The lights go down, and she walks out to take her place. I soak up every part of this last performance. The sound of the dancers running around backstage, the smell of sweat and tape and hairspray. The way the floor feels below me and the way the lights heat my skin. When I get a look into the audience, I see my family, both blood and chosen sitting there supporting me.

The only face missing is perhaps the most important. Oddly, I do feel his presence, even if I can’t see him. I’ve felt him at every performance. I’ve told myself it’s just wishful thinking all week and tried to dismiss it.
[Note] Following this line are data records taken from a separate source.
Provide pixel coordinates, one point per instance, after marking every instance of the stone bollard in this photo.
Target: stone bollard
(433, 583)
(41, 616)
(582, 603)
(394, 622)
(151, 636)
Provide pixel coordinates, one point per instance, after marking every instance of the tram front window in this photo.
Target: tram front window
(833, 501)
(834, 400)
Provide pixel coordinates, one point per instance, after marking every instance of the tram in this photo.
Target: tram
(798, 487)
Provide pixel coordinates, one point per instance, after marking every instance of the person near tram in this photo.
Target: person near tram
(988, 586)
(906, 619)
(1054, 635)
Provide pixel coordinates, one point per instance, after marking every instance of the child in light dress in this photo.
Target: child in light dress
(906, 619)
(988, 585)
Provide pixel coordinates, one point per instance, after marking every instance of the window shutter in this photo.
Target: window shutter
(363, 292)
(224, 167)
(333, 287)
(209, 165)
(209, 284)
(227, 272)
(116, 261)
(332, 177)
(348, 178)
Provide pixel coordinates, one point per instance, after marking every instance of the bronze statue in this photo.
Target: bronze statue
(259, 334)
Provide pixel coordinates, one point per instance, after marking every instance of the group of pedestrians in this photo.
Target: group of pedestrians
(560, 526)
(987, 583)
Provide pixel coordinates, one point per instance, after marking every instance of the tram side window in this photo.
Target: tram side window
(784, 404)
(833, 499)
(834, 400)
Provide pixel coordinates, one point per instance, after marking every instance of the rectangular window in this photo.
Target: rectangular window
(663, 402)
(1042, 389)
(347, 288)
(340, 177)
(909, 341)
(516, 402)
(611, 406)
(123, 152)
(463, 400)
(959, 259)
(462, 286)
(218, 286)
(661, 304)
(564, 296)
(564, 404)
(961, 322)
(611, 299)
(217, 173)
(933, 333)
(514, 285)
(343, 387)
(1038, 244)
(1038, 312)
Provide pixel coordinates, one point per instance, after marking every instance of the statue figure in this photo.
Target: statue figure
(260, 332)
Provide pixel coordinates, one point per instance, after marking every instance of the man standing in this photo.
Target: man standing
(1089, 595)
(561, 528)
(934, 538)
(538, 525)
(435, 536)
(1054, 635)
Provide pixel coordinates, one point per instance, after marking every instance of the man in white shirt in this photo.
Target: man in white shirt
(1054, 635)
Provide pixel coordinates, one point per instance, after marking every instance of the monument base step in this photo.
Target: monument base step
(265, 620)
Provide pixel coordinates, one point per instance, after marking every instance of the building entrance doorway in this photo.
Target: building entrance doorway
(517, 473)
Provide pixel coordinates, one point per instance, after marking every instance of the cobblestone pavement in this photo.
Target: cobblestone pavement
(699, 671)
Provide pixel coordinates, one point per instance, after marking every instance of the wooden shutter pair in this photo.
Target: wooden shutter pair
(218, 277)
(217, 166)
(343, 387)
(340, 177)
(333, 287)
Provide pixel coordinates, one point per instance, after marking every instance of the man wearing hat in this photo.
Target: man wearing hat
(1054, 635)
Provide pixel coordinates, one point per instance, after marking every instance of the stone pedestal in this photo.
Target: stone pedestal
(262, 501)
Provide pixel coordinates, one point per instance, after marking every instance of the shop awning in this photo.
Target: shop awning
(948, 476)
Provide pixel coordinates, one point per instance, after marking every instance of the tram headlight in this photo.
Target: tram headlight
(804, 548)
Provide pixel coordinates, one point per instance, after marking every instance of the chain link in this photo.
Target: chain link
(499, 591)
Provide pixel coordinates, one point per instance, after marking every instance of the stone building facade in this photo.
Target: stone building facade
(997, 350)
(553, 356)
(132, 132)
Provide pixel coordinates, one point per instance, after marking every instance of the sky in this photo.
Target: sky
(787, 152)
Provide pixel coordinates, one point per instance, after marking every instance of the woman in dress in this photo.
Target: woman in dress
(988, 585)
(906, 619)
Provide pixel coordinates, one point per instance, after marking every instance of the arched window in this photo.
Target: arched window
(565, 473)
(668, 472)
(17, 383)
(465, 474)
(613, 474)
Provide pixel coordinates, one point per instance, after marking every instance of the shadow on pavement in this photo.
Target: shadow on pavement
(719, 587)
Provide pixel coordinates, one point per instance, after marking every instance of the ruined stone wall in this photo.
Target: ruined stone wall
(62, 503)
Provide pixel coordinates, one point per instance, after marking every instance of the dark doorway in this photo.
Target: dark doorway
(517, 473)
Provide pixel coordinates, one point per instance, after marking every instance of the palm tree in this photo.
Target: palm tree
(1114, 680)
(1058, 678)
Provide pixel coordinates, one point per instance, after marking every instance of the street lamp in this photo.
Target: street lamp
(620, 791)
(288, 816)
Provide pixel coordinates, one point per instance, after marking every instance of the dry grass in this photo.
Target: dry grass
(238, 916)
Standing behind the curtain for the last time, I quickly swipe tears away from my eyes before linking my arms around my fellow dancers’ backs. We all take turns stepping forward and bowing. When I rise back up from my final bow, I notice the glint of red hair in the front row of the balcony section. I can’t see a face, but my heart leaps at the thought that it might be Griff. I stand there, searching for a face until I’m pulled back so the curtain can drop.

I run to the side to look up with the lights in the theater up, but with all the bodies up and moving, I can’t see him. Friday walks up beside me and peers over my shoulder.

“Who are you looking for?”

“I thought I saw Griff after my final bow.”

“Oooo,” her eyes widen, and she looks out again, “where?”

“Front row of the balcony section.”

“Damn,” she says after taking another long look, “everyone up there is facing toward the back of the theater.”

“I know.” I sigh and shake off the hopeful thoughts. “It’s not like he’s the only redhead in Manhattan. Probably just seeing things.”

* * *

“Damn! Baby V, you look amazing!” Levi says as I approach the group my family is standing in at the gala.

Con turns and hooks an arm around my shoulders, pulling me to his side. “You were beautiful tonight.”

“Thanks,” I squeeze him back before moving on to give everyone else hugs. Ivy and I are talking about my dress, a long, red Grecian-style dress that’s open in the front and back down to my waist. Lilith joins in the conversation but smiles at someone over my shoulder. I figure it’s Levi or Con, maybe Dad.

Then I feel familiar fingers trace the length of my spine. My entire body comes to life at that slight but intimate touch. Goosebumps race across my flesh from my neck to my toes, my skin tingles, my nipples harden just from his proximity. My body seems to know what my mind is finally catching up to, that I belong to the man standing at my back.

“Tsarina.”

One word. That’s all it takes for me to forget everything I’ve tried to convince myself. The lies I spun to make myself believe I didn’t deserve this man. The bitterness and disappointment I let color my vision.

“A word please.” He’s not asking. It’s a command with pretty packaging. His hand spreads possessively across my back, his fingertips sliding under the material of my dress.

I turn and, for the first in time in weeks, lock eyes with the man who owns my heart, body, and soul. His eyes burn so brightly into mine I can feel the heat we generate together. He looks fucking delicious in his perfectly tailored black suit.

“Yeah,” I allow him to lead me away from the group and down a side hallway. “Griff, I’m so so-” I never finish my sentence because he pushes me into an alcove.

His body pins mine to the wall. One of his hands wraps around my neck while his lips crash against mine. I moan as his tongue sweeps past my lips. He kisses me with aggressively possessive intent. His teeth bite down and tug on my lip.

His other hand traces over the side of my body, down my ribs, past my hip to where my skirt parts in a high slit. Then it makes its way back up to waist, lifting my skirt and exposing me to anyone walking by.